The simplest test-time scaling method: generate N responses and use a verifier to select the best one.

Best-of-N’s advantage is its simplicity, but computational cost scales linearly with N. For easy problems, N=1 suffices; for hard problems, you may need N=64 or more. The key requirement is a good verifier to select the best answer.

MCTS + LLM

A more advanced test-time scaling approach models the reasoning process as a tree search. Drawing from the AlphaGo/AlphaZero paradigm:

Each node represents a reasoning step
A PRM (Process Reward Model) evaluates the “value” of each node
The MCTS policy determines which reasoning paths to explore

The four-step MCTS loop:

Select: Starting from the root, use the UCB formula to choose the most promising path
Expand: Generate new reasoning steps at the leaf node
Evaluate: Use the PRM to assess the quality of the new step
Backpropagate: Propagate the evaluation result back to update the entire path

This approach is more efficient than Best-of-N because instead of independently sampling N paths, it intelligently explores and prunes.

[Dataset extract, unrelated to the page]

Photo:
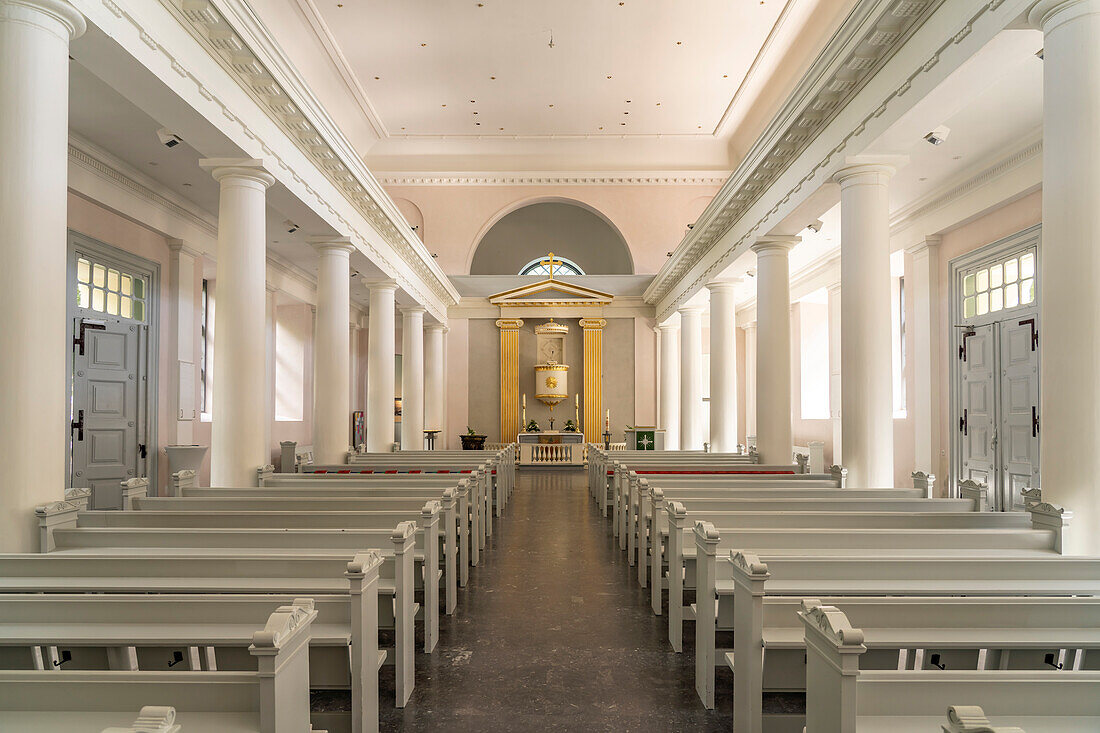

DeepSeek-R1 Style Thinking

DeepSeek-R1 demonstrates a more profound form of test-time scaling: using RL to train the model to learn how to “think”.

Cold-start data

Key finding: when given a simple reward signal (answer correctness) and trained with GRPO, the model spontaneously develops a range of sophisticated reasoning behaviors:

These emergent behaviors include:

Step-by-step reasoning: Automatically decomposing complex problems into sub-steps
Self-verification: Proactively checking its own computations
Backtracking and error correction: Going back and re-reasoning upon discovering mistakes
Strategy selection: Trying different approaches to solve the same problem

Nobody explicitly taught the model these behaviors — they emerged entirely from the simple signal of “is the answer correct or not.”

Compute-Optimal Inference

Not all problems require extensive reasoning compute. “2+2=?” doesn’t need MCTS search, but an IMO competition problem justifies investing heavily in search.

The core idea of compute-optimal inference is to dynamically allocate inference budget based on problem difficulty:

Easy problems: Direct answer (1x compute)
Medium problems: CoT reasoning (3-5x compute)
Hard problems: Best-of-N + Verifier (8-24x compute)
Extremely hard problems: Deep MCTS search (40-60x compute)

Automatically assessing problem difficulty and selecting the appropriate strategy is the key to making test-time scaling practical.

Summary

This article covered the core ideas and methods of test-time scaling:

Test-Time Scaling is a new paradigm complementary to train-time scaling
Best-of-N is the simplest approach, using a verifier to select the best from multiple candidates
MCTS models the reasoning process as a tree search, intelligently exploring reasoning paths
DeepSeek-R1 uses GRPO to train emergent thinking behaviors, representing the pinnacle of test-time scaling
Compute-Optimal strategies dynamically allocate inference compute based on problem difficulty

From MDP fundamentals to test-time scaling, we have traced the complete chain of RL in the LLM domain. RL not only teaches LLMs to “do the right thing” (alignment) but also to “how to think” (reasoning) — this may well be the critical path toward more capable AI.